Two doctors might begin in very different places but, through this process, but may end up in a similar place — ideally with you feeling well and your doses at a safe level.

Why This Matters

Evidence-based medicine isn’t about being rigidly bound to the outcomes of studies, nor is it about ignoring science when there’s uncertainty. It’s about:

• Starting with the strongest, most reliable evidence we have
• Taking into consideration the strength of evidence needed based on the potential risks and benefits
• Applying findings with clinical expertise and judgement

Personalising care to your needs, values, and circumstances

• Monitoring your response and adjusting accordingly
• Reassessing regularly to ensure treatments remain appropriate

In a nutshell, evidence-based medicine is science as the foundation, with the art of medicine bridging the gaps to shape how that science works for you.

And that’s why you’ll often see our Myth Busting Series challenge popular “quick fixes” or trending health advice. If something’s being sold as a sure thing but doesn’t have the evidence to back it up — or the risks outweigh the potential benefits — we’ll tell you why, and help you figure out what is worth your time, energy, and money.

References:

Haviland-Jones J, Rosario HH, Wilson P, McGuire TR. An environmental approach to positive emotion: Flowers. Evol Psychol. 2005;3(1):104–132.

Holmberg L, Anderson H; HABITS steering and data monitoring committees. HABITS (hormonal replacement therapy after breast cancer—is it safe?), a randomised comparison: trial stopped. Lancet. 2004;363(9407):453–455.

Fahlén M, Fornander T, Johansson H, et al. Hormone replacement therapy after breast cancer: 10-year follow-up of the Stockholm randomised trial. Eur J Cancer. 2013;49(1):52–59.
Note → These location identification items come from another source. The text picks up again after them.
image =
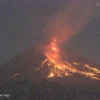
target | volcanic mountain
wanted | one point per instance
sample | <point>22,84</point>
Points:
<point>19,78</point>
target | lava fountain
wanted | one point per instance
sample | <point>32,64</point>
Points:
<point>60,68</point>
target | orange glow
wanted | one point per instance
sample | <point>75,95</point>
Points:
<point>60,68</point>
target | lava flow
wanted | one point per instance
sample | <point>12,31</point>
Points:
<point>60,68</point>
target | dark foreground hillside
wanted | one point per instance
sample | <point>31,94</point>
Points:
<point>48,90</point>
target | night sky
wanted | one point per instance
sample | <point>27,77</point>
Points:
<point>22,23</point>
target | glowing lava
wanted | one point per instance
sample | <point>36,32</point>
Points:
<point>60,68</point>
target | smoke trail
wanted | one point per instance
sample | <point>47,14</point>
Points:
<point>70,19</point>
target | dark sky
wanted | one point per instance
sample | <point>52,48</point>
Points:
<point>22,21</point>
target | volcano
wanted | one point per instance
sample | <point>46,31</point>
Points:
<point>19,79</point>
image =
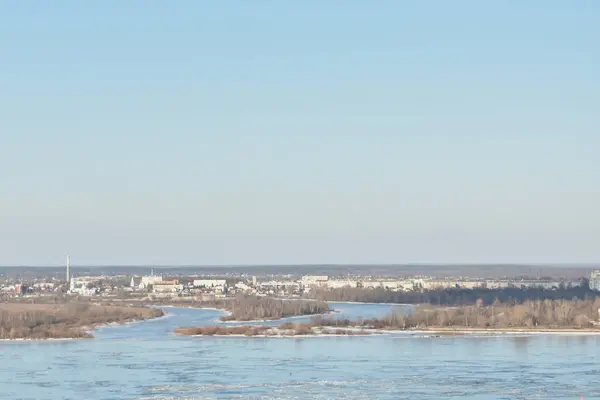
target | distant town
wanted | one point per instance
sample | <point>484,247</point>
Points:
<point>210,286</point>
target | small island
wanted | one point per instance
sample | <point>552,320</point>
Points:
<point>529,316</point>
<point>255,308</point>
<point>65,320</point>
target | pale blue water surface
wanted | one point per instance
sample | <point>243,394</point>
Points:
<point>146,361</point>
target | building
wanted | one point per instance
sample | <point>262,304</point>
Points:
<point>340,283</point>
<point>311,280</point>
<point>595,280</point>
<point>135,282</point>
<point>165,287</point>
<point>149,280</point>
<point>219,285</point>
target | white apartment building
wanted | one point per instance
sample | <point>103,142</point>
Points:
<point>595,280</point>
<point>218,284</point>
<point>149,280</point>
<point>314,280</point>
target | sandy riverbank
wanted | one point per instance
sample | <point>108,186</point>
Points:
<point>507,331</point>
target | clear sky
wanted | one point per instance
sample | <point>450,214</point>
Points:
<point>250,132</point>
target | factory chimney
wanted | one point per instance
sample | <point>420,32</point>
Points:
<point>68,268</point>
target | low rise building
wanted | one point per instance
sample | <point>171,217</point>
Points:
<point>594,282</point>
<point>313,280</point>
<point>164,287</point>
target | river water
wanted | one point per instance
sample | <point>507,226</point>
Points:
<point>146,361</point>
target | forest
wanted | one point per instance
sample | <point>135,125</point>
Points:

Cold S, Cold F, Jensen M-B, Cronin-Fenton D, Christiansen P, Ejlertsen B. Systemic or vaginal hormone therapy after early breast cancer: a Danish observational cohort study. JNCI. 2022;114(10):1347–1354.

Marchetti C, De Felice F, Boccia S, Sassu CM, Di Donato V, Perniola G, Musella A, Palaia I, Tombolini V, Muzii L, Benedetti Panici P. Hormone replacement therapy after prophylactic risk-reducing salpingo-oophorectomy and breast cancer risk in BRCA1 and BRCA2 mutation carriers: a meta-analysis. Crit Rev Oncol Hematol. 2018;132:111–115.